VTT is developing methods for restoring worn-out fibre to good-as-new
condition. Research scientists are currently working on methods for separating
the cellulose molecules contained in textile waste, such as cotton, using
efficient and environmentally friendly solvents.
Even the molecules of old and worn fibre qualify for reuse. The fibrous
components of worn fabric can be separated and returned to textile production
as raw material. The end result can be a product of equivalent quality to the
original, or even better.
VTT, Aalto University and Tampere University of Technology are together
developing novel recycled textile fibres in the Design World of Cellulose
project, a major technological opening of Tekes - the Finnish Funding Agency
for Technology and Innovation.
Several methods exist for dissolving cellulose, and these have seen notable
development over the past decade. One example of such a method is Aalto
University's Ioncell-F, which uses ionised solvents developed together with
the University of Helsinki. VTT's role in the project covers cleaning the
textile mass and preparing the cellulose in a suitable form for solvent
application, while Aalto University develops the spinning processes.

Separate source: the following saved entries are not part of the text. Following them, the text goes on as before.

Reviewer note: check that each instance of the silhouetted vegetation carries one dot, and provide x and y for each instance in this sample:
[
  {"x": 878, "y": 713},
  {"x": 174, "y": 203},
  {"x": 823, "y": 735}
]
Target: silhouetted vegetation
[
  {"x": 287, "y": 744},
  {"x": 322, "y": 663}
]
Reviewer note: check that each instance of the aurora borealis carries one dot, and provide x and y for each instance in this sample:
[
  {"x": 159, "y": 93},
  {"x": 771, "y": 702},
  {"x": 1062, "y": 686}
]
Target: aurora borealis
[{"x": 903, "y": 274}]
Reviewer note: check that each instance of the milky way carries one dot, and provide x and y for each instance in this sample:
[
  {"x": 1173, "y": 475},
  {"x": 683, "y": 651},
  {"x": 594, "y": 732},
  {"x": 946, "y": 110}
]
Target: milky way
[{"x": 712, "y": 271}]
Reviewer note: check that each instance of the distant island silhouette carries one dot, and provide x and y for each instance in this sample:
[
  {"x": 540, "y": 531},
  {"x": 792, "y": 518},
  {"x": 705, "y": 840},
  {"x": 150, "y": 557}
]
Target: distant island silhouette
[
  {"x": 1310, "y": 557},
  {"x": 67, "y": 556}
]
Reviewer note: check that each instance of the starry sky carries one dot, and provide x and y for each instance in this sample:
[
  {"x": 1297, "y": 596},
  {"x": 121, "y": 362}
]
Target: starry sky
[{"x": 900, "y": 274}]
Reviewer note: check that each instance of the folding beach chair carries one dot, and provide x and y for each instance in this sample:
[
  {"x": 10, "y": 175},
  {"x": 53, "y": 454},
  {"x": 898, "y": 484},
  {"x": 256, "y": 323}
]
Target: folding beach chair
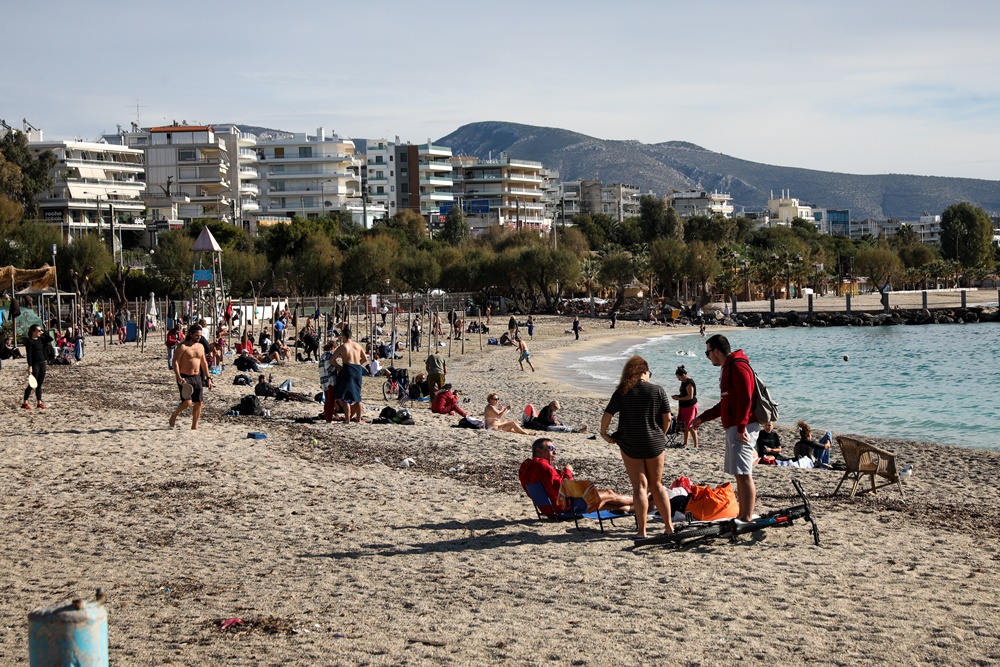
[
  {"x": 540, "y": 499},
  {"x": 582, "y": 498}
]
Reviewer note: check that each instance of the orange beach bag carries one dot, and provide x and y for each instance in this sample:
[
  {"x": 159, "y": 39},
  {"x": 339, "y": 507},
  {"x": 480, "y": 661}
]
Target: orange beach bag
[{"x": 708, "y": 504}]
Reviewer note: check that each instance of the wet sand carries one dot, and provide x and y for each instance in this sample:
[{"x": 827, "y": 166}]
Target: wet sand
[{"x": 332, "y": 554}]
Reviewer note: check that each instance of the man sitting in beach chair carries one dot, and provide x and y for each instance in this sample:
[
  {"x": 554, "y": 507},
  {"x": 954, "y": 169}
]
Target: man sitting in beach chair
[{"x": 540, "y": 469}]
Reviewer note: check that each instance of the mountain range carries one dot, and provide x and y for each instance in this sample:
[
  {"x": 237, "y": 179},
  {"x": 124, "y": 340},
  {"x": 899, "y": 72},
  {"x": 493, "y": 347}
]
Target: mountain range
[{"x": 677, "y": 165}]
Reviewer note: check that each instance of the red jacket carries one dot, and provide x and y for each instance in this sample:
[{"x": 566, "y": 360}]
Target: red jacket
[
  {"x": 736, "y": 388},
  {"x": 540, "y": 470}
]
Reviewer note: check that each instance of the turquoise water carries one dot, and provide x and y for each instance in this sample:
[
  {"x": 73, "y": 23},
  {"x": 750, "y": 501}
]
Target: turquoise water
[{"x": 931, "y": 383}]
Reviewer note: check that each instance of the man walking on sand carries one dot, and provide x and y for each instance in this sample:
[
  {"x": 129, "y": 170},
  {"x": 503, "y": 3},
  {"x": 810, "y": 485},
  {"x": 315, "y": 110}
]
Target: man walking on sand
[
  {"x": 735, "y": 409},
  {"x": 348, "y": 388},
  {"x": 190, "y": 365},
  {"x": 437, "y": 369},
  {"x": 524, "y": 354}
]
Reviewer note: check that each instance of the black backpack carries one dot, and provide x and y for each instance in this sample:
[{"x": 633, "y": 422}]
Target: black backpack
[{"x": 250, "y": 406}]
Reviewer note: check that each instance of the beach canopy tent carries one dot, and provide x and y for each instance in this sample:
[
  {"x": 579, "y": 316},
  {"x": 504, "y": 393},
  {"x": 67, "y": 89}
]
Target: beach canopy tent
[{"x": 36, "y": 279}]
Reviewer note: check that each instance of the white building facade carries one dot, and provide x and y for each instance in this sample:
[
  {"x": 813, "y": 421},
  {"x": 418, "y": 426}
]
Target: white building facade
[
  {"x": 700, "y": 202},
  {"x": 94, "y": 184}
]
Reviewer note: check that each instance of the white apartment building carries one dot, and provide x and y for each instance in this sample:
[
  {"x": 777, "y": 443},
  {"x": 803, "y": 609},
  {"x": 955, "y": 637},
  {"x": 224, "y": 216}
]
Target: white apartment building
[
  {"x": 94, "y": 184},
  {"x": 379, "y": 177},
  {"x": 190, "y": 171},
  {"x": 504, "y": 192},
  {"x": 619, "y": 200},
  {"x": 312, "y": 176},
  {"x": 700, "y": 202},
  {"x": 784, "y": 209}
]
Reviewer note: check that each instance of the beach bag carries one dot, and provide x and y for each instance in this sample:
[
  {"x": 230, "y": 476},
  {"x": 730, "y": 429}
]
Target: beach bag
[
  {"x": 708, "y": 504},
  {"x": 529, "y": 414},
  {"x": 763, "y": 407},
  {"x": 470, "y": 422},
  {"x": 250, "y": 406}
]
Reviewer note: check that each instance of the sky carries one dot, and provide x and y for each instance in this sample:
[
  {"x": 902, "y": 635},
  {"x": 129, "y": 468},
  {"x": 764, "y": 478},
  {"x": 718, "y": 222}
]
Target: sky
[{"x": 882, "y": 86}]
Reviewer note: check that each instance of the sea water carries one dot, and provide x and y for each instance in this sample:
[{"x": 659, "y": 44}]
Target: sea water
[{"x": 936, "y": 383}]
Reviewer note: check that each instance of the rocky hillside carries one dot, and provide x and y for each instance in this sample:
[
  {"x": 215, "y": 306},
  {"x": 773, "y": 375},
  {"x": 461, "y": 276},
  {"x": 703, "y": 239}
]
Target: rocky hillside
[{"x": 678, "y": 165}]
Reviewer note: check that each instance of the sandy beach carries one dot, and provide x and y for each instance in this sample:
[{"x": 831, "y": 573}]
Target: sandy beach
[{"x": 332, "y": 554}]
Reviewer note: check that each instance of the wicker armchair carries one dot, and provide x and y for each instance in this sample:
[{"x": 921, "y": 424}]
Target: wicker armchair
[{"x": 865, "y": 459}]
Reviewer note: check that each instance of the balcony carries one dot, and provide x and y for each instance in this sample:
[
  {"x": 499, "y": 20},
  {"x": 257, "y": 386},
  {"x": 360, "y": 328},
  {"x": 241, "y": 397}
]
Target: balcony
[
  {"x": 311, "y": 158},
  {"x": 439, "y": 181},
  {"x": 105, "y": 164},
  {"x": 435, "y": 165}
]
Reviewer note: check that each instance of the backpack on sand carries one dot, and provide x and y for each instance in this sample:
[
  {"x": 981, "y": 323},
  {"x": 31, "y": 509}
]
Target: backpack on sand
[
  {"x": 250, "y": 406},
  {"x": 764, "y": 407}
]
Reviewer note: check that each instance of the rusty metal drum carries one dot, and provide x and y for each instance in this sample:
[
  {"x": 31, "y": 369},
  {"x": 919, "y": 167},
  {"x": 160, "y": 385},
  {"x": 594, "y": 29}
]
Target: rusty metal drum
[{"x": 69, "y": 634}]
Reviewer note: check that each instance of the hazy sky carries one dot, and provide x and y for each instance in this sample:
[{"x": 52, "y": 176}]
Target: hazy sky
[{"x": 902, "y": 86}]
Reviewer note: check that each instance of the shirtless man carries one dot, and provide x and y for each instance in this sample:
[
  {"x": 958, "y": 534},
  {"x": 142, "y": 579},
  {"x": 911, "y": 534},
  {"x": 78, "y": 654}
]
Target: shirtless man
[
  {"x": 524, "y": 354},
  {"x": 353, "y": 358},
  {"x": 190, "y": 366}
]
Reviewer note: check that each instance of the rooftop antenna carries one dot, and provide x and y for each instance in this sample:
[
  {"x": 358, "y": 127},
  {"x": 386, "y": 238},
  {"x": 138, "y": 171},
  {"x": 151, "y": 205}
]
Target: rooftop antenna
[{"x": 137, "y": 107}]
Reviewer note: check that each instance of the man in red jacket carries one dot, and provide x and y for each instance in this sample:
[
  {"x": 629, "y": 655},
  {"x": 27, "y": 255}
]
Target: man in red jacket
[
  {"x": 735, "y": 409},
  {"x": 539, "y": 468}
]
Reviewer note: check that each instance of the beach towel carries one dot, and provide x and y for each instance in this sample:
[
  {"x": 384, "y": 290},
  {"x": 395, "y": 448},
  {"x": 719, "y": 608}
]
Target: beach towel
[{"x": 349, "y": 383}]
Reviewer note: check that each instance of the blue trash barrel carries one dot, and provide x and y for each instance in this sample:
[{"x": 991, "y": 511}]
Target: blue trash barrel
[{"x": 69, "y": 634}]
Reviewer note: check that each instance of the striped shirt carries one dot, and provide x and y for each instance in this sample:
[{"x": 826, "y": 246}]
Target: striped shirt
[{"x": 640, "y": 420}]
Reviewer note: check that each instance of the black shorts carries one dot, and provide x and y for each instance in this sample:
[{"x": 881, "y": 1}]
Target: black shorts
[{"x": 196, "y": 384}]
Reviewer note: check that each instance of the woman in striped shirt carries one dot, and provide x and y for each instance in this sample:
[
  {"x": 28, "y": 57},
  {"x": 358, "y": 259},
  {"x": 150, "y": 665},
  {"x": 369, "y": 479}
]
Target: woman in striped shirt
[{"x": 643, "y": 416}]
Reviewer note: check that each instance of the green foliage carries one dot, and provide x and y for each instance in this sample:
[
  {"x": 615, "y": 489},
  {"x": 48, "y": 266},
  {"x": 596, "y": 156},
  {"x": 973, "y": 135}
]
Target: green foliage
[
  {"x": 246, "y": 273},
  {"x": 86, "y": 262},
  {"x": 668, "y": 256},
  {"x": 881, "y": 264},
  {"x": 24, "y": 176},
  {"x": 28, "y": 245},
  {"x": 966, "y": 235},
  {"x": 455, "y": 229},
  {"x": 369, "y": 264},
  {"x": 702, "y": 264},
  {"x": 173, "y": 261}
]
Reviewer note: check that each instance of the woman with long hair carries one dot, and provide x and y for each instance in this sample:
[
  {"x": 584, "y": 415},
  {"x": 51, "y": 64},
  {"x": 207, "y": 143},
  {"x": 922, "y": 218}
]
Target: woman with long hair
[
  {"x": 687, "y": 404},
  {"x": 643, "y": 418}
]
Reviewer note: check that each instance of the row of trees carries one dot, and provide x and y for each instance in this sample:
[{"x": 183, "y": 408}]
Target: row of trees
[{"x": 595, "y": 254}]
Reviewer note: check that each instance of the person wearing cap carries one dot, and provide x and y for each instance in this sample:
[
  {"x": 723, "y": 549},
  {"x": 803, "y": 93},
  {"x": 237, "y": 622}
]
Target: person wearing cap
[{"x": 541, "y": 468}]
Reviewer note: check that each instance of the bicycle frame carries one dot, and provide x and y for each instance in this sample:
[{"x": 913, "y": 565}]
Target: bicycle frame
[{"x": 733, "y": 528}]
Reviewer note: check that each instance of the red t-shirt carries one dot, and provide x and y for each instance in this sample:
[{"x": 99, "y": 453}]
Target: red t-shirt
[{"x": 540, "y": 470}]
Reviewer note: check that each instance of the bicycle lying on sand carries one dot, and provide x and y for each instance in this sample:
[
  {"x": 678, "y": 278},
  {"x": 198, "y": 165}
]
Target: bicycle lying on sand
[{"x": 699, "y": 531}]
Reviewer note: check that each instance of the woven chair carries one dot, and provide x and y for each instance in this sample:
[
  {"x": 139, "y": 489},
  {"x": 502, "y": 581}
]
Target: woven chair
[{"x": 866, "y": 459}]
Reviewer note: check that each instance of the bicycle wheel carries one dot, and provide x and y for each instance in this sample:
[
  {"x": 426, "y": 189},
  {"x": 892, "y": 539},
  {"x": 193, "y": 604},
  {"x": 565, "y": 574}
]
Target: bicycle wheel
[{"x": 681, "y": 536}]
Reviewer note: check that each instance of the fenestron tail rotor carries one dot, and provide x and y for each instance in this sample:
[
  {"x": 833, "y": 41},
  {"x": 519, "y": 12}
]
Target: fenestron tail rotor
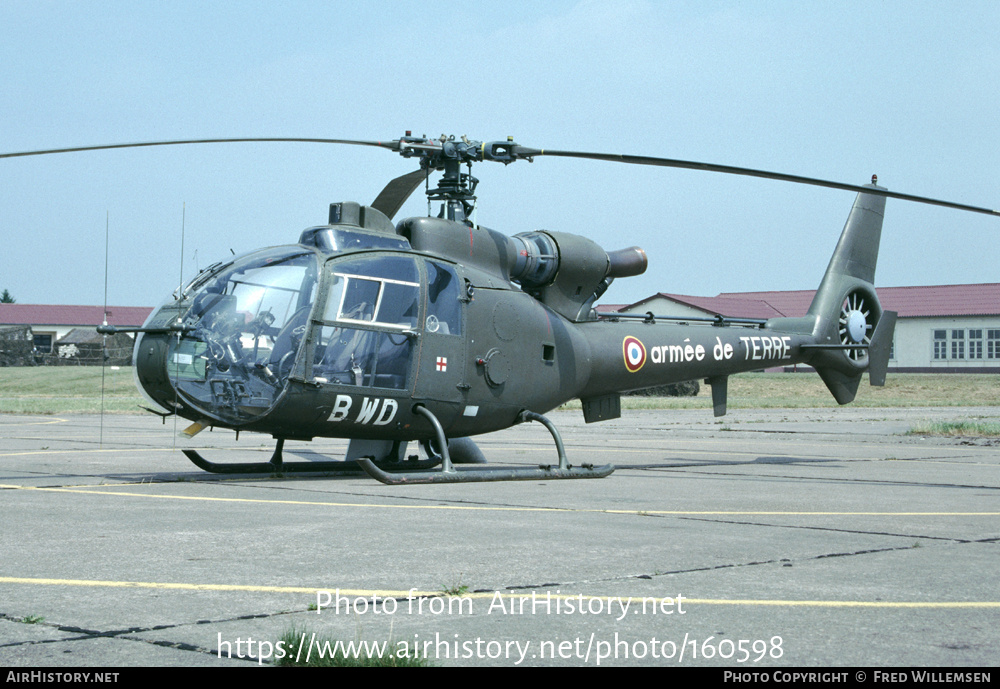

VTT is developing methods for the recycling, decolouring, bleaching and
dissolving of textiles. Textiles are fed into the process both intact and as
loose scraps. Colour is then removed and the solubility of the cellulose
increased. After the application of solvents and removal in solution, the
recovered cellulose is then spun into fibre. The remaining fibrous material is
normally polyester, which can be melted down and used in the preparation of
fibres and composites.
“The manufacture of hygiene products and technical textiles will be possible
in the very near future because the solvent, after decolouring, is also
applicable in the recycling of pulp, for example from waste packaging. The
manufacture of clothing textiles will take a little longer, but in any case
this will not represent a major change for the textile industry,” says
Research Professor Ali Harlin from VTT.
VTT is developing treatment methods for waste textiles in cooperation with
Aalto University, SP Technical Research Institute of Sweden, Tampere
University of Technology and others.
Textile production has often made use of rags, especially in times of
shortage. These are recycled, torn and carded for reuse. Earlier methods,
however, have been unable to cope with fragile and often heavily soiled
fabric, leading to significant wastage in material.
Growing amount of waste with most ending up in landfills
Finland consumes around 70,000 tonnes of clothing and household textiles each
year. Estimates suggest about 30% of consumption is reused, with about 14%
sent for recycling. (Dahlbo et al. in journal Ympäristö ja Terveys 7:2013,
The amount of textile and clothing waste in the Helsinki metropolitan area
grew by 14% between 2007 and 2012 (8.9 > 10.2 kg/inhabitant/year). (Helsinki
Region Environmental Services Authority HSY waste sorting study, 2012).